Aujourd’hui, l’insécurité a atteint son paroxysme. Mais le Président de la République est invisible là où il doit être vu. Il est aussi inaudible. On se contente des communiqués de condoléances du porte-parole du gouvernement qui commencent à crever les tympans des citoyens.
La gestion de la crise sécuritaire est sans nul doute un des facteurs qui a favorisé l’élection d’Ibrahim Boubacar Keïta à la tête du Mali. Car, outre l’image d’homme d’Etat, intègre et sans pitié face à l’ennemi qu’il s’est forgée, son slogan de campagne était aussi attractif.

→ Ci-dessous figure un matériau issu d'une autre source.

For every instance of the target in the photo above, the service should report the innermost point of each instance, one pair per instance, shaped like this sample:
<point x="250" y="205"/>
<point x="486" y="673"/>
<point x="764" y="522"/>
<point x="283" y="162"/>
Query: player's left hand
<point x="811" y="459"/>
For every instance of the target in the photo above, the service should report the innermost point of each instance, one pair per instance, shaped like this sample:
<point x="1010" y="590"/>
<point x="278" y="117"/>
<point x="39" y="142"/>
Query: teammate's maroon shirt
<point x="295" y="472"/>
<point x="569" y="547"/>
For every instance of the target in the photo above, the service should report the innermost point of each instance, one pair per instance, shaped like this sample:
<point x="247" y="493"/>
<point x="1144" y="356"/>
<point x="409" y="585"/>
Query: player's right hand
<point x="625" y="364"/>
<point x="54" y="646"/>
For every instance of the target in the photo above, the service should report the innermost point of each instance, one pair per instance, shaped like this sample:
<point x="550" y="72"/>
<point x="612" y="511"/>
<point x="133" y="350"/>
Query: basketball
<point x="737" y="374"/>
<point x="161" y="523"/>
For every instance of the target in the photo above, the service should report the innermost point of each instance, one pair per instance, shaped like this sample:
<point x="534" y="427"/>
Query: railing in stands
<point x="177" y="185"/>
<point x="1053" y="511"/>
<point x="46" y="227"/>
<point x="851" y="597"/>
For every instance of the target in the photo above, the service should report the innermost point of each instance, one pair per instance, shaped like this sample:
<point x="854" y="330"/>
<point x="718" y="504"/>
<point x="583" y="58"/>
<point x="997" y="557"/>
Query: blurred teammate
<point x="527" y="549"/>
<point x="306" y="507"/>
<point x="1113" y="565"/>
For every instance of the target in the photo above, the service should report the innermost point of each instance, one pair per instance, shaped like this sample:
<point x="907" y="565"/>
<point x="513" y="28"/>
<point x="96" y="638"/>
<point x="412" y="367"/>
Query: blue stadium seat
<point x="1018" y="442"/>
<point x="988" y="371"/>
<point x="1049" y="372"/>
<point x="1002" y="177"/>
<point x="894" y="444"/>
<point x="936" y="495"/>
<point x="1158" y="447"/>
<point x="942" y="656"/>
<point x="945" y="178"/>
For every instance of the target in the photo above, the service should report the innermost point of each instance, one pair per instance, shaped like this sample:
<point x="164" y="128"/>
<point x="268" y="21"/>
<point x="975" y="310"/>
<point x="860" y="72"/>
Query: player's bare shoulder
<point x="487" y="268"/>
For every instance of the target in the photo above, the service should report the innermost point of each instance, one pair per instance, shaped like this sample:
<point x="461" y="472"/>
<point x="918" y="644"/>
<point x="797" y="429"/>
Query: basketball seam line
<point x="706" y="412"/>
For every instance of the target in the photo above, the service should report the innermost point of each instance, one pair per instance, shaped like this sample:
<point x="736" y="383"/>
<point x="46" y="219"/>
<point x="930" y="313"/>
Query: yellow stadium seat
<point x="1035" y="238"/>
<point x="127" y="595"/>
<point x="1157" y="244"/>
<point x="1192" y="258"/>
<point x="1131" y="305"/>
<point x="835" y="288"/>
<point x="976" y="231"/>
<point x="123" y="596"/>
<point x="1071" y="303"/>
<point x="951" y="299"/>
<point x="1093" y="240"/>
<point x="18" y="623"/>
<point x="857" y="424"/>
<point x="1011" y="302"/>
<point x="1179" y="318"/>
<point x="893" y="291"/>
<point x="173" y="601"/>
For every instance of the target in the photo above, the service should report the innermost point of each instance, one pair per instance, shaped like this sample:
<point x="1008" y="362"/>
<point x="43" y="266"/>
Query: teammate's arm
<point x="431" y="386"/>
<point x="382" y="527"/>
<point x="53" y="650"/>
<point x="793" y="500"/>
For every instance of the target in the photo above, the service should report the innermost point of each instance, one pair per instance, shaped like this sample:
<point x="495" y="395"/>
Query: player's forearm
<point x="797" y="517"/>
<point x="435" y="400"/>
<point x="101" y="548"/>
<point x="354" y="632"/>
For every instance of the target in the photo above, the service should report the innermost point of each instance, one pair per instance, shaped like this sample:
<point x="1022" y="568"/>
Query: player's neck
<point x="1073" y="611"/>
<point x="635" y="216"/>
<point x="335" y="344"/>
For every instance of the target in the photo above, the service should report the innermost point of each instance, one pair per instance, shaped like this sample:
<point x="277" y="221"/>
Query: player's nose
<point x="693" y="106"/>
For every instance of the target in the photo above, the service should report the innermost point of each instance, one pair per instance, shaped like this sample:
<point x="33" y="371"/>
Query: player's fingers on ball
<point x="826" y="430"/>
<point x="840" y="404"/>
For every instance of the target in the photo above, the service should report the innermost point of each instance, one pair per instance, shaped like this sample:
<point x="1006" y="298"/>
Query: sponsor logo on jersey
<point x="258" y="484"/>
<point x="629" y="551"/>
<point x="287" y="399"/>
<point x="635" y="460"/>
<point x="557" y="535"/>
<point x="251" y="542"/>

Il s’agit de « Pour l’honneur du Mali et le bonheur des Maliens, le Mali d’abord». Au cours de ces différents meetings de campagne, il avait promis d’infliger aux fauteurs de troubles les sanctions à hauteur de leur forfaiture. Pour rappel, au lancement de sa campagne présidentielle, il affirmait : «Désormais, aucun groupe terroriste ou criminel ne franchira la frontière du Mali sans trouver devant lui les forces armées nationales en position de combat». En vertu de ce discours de bonne intention, bien beau à entendre, les Maliens ont cru en IBK. D’où son score à la soviétique avec plus de 77% à l’issue de l’élection.

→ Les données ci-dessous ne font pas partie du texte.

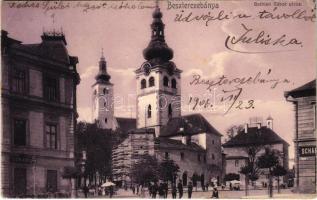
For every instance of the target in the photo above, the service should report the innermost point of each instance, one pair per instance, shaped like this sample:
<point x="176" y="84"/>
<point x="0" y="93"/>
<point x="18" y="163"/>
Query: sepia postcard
<point x="158" y="99"/>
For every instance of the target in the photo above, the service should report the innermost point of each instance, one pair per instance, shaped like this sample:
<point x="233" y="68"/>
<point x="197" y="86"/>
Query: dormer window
<point x="143" y="84"/>
<point x="165" y="81"/>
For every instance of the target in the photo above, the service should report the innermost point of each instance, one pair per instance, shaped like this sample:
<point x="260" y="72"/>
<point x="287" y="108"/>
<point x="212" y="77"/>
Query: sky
<point x="198" y="50"/>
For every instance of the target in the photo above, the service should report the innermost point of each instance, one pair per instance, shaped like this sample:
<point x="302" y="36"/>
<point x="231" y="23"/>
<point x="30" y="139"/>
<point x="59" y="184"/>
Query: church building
<point x="159" y="128"/>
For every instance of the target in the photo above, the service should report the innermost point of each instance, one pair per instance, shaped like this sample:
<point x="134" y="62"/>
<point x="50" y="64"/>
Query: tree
<point x="98" y="145"/>
<point x="268" y="160"/>
<point x="278" y="171"/>
<point x="233" y="130"/>
<point x="231" y="177"/>
<point x="168" y="170"/>
<point x="251" y="170"/>
<point x="145" y="170"/>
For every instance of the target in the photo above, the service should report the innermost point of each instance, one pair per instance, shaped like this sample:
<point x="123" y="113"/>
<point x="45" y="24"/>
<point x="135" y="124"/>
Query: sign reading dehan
<point x="307" y="151"/>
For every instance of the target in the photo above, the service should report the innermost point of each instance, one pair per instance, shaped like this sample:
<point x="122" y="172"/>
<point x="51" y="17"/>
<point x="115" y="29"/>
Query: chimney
<point x="246" y="128"/>
<point x="181" y="130"/>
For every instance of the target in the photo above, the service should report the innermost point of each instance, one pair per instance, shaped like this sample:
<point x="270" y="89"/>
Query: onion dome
<point x="102" y="76"/>
<point x="157" y="48"/>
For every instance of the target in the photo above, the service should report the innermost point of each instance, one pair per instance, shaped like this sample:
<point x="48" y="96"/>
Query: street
<point x="227" y="194"/>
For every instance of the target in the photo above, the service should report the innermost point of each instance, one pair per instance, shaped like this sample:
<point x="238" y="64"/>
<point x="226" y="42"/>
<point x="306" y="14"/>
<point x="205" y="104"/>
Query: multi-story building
<point x="304" y="100"/>
<point x="38" y="94"/>
<point x="258" y="136"/>
<point x="189" y="140"/>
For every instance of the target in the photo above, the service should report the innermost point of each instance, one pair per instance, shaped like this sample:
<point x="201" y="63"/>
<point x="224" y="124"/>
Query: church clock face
<point x="147" y="68"/>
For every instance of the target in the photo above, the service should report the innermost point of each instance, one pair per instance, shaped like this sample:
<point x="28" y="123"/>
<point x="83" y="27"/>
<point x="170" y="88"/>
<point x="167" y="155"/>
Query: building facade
<point x="191" y="141"/>
<point x="38" y="115"/>
<point x="304" y="101"/>
<point x="236" y="149"/>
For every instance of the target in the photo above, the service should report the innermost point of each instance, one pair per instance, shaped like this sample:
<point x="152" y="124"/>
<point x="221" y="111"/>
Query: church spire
<point x="157" y="48"/>
<point x="102" y="76"/>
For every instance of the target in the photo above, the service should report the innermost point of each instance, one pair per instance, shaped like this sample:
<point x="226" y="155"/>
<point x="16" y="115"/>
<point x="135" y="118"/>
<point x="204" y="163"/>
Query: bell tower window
<point x="165" y="81"/>
<point x="151" y="81"/>
<point x="149" y="111"/>
<point x="143" y="84"/>
<point x="173" y="83"/>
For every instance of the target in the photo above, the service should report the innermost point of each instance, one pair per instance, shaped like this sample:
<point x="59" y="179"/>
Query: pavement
<point x="223" y="194"/>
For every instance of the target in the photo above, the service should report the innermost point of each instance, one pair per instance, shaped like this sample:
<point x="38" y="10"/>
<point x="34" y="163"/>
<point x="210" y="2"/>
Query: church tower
<point x="158" y="81"/>
<point x="102" y="97"/>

Mais une fois au pouvoir, la réalité semble être toute autre. On commence à voir un autre IBK à l’œuvre. Lui qui avait annoncé qu’il ne se hissera jamais à la hauteur d’un rebelle pour discuter d’égal à égal autour d’une table de négociation a fini par se faire représenter par Modibo Keïta, l’actuel Premier ministre, aux discussions d’Alger. Toutefois, cette capitulation a abouti à la signature d’un accord pour la paix qui peine à être appliqué. Pire, le pays est embrasé, l’insécurité qui était jusqu’à présent contenue dans les régions du nord se généralise. Aucune région du Mali n’est épargnée.

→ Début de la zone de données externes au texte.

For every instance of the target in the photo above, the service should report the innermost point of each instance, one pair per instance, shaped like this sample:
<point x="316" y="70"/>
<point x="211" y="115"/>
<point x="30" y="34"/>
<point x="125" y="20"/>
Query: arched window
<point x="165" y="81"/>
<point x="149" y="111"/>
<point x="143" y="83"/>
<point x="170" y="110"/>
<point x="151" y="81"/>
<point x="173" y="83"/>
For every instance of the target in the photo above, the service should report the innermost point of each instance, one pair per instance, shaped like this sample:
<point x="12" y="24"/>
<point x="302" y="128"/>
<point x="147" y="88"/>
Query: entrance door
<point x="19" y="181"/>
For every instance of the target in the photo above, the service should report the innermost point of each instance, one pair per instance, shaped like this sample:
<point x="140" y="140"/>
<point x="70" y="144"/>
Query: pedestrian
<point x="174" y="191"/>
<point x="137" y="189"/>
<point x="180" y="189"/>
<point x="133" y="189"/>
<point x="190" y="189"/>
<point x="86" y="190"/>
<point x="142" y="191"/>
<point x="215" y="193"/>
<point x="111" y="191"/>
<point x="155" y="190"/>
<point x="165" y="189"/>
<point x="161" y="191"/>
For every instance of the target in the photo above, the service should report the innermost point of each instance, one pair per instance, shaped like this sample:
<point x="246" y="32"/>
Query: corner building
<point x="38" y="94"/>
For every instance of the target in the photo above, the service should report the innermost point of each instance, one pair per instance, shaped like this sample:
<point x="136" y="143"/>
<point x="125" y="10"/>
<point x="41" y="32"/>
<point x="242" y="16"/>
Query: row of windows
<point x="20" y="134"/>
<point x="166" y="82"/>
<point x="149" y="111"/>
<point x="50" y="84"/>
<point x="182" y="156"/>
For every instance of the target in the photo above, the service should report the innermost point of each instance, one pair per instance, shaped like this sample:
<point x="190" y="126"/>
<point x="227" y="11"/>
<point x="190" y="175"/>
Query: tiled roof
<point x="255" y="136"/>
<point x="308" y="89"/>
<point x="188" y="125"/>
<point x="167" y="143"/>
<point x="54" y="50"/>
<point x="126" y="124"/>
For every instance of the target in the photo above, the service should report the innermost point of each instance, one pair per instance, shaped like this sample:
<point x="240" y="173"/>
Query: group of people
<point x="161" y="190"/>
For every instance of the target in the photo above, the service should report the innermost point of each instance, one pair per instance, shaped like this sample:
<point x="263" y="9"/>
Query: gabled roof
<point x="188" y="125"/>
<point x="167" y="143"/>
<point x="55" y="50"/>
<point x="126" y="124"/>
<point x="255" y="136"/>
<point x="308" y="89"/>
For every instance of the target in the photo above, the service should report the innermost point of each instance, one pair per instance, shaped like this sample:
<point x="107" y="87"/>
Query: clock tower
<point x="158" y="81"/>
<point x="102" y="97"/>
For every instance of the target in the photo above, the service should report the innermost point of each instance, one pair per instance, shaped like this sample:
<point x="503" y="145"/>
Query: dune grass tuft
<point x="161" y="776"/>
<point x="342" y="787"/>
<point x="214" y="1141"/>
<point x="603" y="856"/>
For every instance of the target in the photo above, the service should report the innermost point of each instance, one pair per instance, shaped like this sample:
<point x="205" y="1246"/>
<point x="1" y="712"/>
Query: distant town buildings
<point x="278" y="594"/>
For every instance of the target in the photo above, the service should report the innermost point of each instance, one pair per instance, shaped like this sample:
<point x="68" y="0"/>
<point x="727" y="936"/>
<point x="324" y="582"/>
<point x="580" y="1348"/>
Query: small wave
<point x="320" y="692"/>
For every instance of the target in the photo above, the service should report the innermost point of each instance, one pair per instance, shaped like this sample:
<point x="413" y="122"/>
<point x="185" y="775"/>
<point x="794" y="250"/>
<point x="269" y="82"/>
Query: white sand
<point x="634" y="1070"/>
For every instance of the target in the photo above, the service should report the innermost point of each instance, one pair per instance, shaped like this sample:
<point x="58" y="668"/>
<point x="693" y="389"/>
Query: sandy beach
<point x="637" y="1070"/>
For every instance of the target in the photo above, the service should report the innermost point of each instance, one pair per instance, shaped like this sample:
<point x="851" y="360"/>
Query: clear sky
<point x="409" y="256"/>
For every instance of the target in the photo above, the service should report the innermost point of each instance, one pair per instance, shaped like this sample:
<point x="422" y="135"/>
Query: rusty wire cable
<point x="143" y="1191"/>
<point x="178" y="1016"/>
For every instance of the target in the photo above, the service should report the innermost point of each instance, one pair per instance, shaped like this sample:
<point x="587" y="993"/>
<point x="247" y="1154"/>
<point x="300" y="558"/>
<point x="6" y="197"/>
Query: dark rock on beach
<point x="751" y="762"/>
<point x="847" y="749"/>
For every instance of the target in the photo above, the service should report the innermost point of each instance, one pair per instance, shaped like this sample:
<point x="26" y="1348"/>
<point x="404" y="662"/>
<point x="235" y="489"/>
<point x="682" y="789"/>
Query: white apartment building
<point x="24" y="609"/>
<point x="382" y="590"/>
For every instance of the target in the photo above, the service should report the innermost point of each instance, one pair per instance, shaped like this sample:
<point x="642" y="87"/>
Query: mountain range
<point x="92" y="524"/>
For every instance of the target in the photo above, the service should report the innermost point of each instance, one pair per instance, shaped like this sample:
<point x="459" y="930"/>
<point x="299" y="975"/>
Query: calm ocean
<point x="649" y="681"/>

A chaque jour, son lot de malheur. Ces derniers mois, les terroristes contredisent la promesse électorale d’IBK. Ils sont partout au Mali, surprenant presque chaque fois l’armée qui n’est pas en position de combat. Les attaques deviennent quasi quotidiennes. Après celles de Nara, de Misseni, de Fakola au sud du Mali, les terroristes sèment à nouveau la terreur au nord et au centre du pays. Dans le seul mois d’aout, ils ont attaqué plusieurs localités. Le 3 août, ils ont frappé le camp militaire de Gourma Rharous causant la mort de 11 de nos soldats. La veille, le 1er août, ils avaient assailli nos forces armées sur l’axe Nampala-Diabaly faisant 2 morts. Avant qu’on ne finisse de faire le deuil de ces soldats, le vendredi 7 août, les terroristes ont tenté d’attaquer un camp militaire à Sévaré avant de se retrancher dans un hôtel face à la résistance de l’armée malienne. Là encore, ils ont fait une prise d’otages qui s’est soldé par un carnage. On dénombre plus de 15 morts dont 4 du côté de nos forces armées. Le lendemain, ils ont signalé leur présence aux environs de Bamako en attaquant la gendarmerie de Baguinéda, situé à 30 Km de la capitale faisant d’importants dégâts matériels. Dans la même foulée, les « fous de Dieu » ont assassiné une dizaine de personnes dans le village de Gabérie, dans le cercle de Gourma Rharous. Encore le lundi 10 août, l’armée a perdu 3 de ses éléments dans l’explosion d’une mine au passage de leur véhicule dans le cercle de Ténenkou.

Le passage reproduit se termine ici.